-
Notifications
You must be signed in to change notification settings - Fork 3
Home
Welcome to the FSV-Fragsifier wiki!
Fragsifier is an STR sequence extraction tool that uses sequence models to identify STR sequences.
The Fragsifier algorithm performs STR extraction on individual lines from the input file, so any input file type that contains sequences/reads in rows are valid inputs for the algorithm. When given a FASTQ file Fragsifier will skip the header and quality lines.
Fragsifier produces two output files, a file containing the extracted sequence from each line in the input file, and a file containing the cumulated read counts for each unique sequence.
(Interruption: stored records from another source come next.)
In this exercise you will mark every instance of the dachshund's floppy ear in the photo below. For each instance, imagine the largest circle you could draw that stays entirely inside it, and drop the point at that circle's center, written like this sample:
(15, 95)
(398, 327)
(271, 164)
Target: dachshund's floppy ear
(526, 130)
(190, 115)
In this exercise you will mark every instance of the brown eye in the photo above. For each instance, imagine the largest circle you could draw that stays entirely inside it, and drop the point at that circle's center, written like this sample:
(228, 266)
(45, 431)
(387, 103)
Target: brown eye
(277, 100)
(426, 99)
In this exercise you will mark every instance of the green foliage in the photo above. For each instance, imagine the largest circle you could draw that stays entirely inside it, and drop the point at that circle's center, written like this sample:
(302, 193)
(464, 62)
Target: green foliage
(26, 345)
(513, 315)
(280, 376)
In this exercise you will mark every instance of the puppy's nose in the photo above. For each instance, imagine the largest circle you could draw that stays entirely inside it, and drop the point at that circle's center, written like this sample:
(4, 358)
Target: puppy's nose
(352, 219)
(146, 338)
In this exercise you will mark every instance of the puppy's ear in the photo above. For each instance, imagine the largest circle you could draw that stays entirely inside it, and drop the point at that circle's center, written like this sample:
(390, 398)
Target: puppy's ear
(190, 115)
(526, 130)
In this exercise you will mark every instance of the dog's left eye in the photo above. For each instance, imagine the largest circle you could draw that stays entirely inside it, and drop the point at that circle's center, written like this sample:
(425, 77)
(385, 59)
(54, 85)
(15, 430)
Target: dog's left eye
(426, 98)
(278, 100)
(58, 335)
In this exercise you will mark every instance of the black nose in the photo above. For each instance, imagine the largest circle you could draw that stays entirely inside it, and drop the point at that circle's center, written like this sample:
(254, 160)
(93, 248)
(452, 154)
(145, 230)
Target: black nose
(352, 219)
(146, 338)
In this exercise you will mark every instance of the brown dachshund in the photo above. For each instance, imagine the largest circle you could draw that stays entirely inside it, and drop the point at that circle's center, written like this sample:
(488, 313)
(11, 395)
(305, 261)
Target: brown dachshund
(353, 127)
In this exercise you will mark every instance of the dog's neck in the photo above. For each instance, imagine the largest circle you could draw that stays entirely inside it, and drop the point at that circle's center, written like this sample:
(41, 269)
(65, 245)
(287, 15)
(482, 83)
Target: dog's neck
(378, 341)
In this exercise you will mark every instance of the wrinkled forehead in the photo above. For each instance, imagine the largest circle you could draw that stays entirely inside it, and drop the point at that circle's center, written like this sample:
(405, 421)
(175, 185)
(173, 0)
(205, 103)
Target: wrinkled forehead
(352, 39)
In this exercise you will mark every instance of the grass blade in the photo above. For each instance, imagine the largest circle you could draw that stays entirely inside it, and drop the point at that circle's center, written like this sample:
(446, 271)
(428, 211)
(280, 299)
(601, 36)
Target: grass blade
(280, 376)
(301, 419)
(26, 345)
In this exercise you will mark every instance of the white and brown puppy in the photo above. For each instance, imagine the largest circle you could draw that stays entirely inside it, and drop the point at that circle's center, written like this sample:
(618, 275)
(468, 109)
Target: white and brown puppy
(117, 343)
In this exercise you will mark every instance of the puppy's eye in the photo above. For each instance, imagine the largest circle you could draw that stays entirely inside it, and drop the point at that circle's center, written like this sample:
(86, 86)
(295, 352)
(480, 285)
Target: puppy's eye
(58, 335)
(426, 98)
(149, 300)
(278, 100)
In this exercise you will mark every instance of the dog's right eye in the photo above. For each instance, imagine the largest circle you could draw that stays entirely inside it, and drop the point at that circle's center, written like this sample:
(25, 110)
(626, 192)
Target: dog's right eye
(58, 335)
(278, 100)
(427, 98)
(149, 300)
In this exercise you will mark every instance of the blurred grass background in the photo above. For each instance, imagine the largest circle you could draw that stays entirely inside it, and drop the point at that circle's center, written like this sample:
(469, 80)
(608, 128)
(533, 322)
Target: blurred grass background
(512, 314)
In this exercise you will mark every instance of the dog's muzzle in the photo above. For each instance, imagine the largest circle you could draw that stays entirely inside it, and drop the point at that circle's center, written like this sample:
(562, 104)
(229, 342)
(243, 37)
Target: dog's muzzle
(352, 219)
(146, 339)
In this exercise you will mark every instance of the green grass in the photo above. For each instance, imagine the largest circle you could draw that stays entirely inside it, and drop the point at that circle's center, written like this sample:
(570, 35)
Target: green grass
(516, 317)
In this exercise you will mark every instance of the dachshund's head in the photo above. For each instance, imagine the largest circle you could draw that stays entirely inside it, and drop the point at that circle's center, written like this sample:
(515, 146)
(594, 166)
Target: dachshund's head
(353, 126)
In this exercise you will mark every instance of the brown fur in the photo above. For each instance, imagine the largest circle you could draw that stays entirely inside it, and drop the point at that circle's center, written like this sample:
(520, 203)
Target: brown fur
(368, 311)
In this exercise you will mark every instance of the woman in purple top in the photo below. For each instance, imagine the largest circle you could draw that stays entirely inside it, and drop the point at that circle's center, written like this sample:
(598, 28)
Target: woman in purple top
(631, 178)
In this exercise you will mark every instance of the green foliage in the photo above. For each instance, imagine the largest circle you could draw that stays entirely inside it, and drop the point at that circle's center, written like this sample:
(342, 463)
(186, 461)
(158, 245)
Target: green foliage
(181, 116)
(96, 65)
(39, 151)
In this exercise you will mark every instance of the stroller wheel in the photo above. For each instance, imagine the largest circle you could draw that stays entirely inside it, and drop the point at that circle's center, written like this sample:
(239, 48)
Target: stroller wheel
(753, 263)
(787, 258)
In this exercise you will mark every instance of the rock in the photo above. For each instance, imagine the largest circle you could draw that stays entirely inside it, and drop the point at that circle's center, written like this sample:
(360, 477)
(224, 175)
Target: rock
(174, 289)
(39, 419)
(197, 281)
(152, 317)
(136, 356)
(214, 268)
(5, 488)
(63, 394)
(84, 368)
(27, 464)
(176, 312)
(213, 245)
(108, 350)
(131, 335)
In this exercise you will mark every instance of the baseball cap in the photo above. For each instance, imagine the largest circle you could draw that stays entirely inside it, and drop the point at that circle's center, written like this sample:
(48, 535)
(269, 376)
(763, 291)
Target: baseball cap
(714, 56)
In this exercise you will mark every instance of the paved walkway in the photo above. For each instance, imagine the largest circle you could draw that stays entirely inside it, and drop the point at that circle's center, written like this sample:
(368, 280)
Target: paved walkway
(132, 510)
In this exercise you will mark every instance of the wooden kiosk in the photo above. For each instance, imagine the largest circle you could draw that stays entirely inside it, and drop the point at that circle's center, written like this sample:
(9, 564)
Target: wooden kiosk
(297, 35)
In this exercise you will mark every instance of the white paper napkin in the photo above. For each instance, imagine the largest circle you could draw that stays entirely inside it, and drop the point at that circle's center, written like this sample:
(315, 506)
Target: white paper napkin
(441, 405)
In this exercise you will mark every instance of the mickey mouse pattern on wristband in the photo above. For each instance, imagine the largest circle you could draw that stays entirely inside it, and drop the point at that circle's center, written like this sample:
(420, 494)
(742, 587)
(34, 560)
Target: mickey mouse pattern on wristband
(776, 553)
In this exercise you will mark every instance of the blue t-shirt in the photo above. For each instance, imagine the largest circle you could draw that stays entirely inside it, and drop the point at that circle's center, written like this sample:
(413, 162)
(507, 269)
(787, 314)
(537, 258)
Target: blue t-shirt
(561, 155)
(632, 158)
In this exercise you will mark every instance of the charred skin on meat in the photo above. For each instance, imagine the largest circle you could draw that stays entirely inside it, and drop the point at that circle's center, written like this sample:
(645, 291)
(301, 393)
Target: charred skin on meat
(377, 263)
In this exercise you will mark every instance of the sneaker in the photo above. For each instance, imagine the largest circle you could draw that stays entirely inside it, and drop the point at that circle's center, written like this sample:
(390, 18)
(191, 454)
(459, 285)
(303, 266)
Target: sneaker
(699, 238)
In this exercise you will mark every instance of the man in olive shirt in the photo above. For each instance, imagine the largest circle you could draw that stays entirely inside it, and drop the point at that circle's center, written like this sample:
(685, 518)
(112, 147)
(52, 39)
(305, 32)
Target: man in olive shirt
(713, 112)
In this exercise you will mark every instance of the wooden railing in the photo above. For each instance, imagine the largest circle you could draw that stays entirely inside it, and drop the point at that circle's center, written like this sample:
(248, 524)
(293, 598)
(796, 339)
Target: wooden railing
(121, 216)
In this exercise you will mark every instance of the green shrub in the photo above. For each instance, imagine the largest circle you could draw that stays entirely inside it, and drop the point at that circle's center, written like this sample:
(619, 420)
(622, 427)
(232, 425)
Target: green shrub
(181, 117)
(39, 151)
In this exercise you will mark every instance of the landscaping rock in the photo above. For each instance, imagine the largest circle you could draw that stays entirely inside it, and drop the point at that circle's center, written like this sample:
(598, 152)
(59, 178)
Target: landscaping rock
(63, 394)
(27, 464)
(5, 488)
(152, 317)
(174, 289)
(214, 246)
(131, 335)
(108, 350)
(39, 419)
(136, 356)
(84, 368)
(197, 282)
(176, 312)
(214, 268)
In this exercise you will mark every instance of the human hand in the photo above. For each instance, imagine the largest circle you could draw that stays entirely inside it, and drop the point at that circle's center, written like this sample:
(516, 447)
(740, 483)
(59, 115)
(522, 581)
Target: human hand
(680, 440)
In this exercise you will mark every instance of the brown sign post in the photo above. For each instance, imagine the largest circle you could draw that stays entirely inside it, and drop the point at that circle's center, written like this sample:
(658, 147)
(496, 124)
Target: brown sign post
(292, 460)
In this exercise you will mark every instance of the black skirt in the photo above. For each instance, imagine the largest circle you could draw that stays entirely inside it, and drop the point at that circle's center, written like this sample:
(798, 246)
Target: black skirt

Extractions file Each line in the extractions file reports the STR sequence extracted from the line/read. It is empty if no STRs were found. Each line contains results information separated by colons and informs the STR locus, the orientation of the sequence (forward, reverse), the extracted sequence, and the flanking sequence alignment score.
DYS481:F:CTTCTTCTTCTTCTTCTTCTTCTTCTTCTTCTTCTTCTTCTTCTTCTTCTTCTTCTTCTTCTTCTT:25.0
Sequences file Each line in the sequences file reports the read counts for a unique STR sequence. Each line contains results information separated by colons and informs the STR locus, the extracted sequence, reads in forward orientation, reads in reverse orientation, total reads, and the allele name/number calculated from the sequence.
DYS389I,TCTGTCTGTCTGTCTATCTATCTATCTATCTATCTATCTATCTATCTATCTA,5780,0,5780,13
As Fragsifier use repeat stretches to identify STRs, other non-repeating markers in the input data (such as Amelogenin and SNPs) will not be detected.